When user fees are added, the agency’s budget increases to $4.5 billion, up from $3.8 billion the previous year. The fees come from the companies that FDA regulates. Pharmaceutical firms pay the majority of these fees, which are used to expedite drug reviews.
The budget proposes seven new user fees, reauthorizes prescription drug and medical device fees that are set to expire in October, and increases existing fees.
Two of the new fees would support key elements of the Food Safety Modernization Act, a landmark food safety bill that was adopted in late 2010 after a string of high profile recalls shook consumer confidence in the nation’s food supply. Those fees would generate $225 million.
A separate fee that would speed the approval of lower cost generic drugs would provide $299 million. Another would be used to bring “biosimilars ” to the U.S. market and provide $20 million. Biosimilars are treatments generally derived from human and animal materials that are used to treat diseases and health conditions.

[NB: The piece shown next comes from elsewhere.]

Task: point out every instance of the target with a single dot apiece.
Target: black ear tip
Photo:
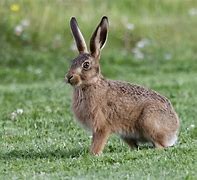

The budget includes $10 million to boost FDA’s presence in China. Some of that money would be used to hire 19 full-time equivalent staffers to help improve the safety of food and medical products imported from China.
The budget also proposes $24 million for an initiative designed to protect the public against emerging infectious diseases and intentional threats. The proposed funding is up $4 million from the previous year.
The agency is part of the Department of Health and Human Services, which would receive $76.4 billion under the president’s proposal, about even with last year.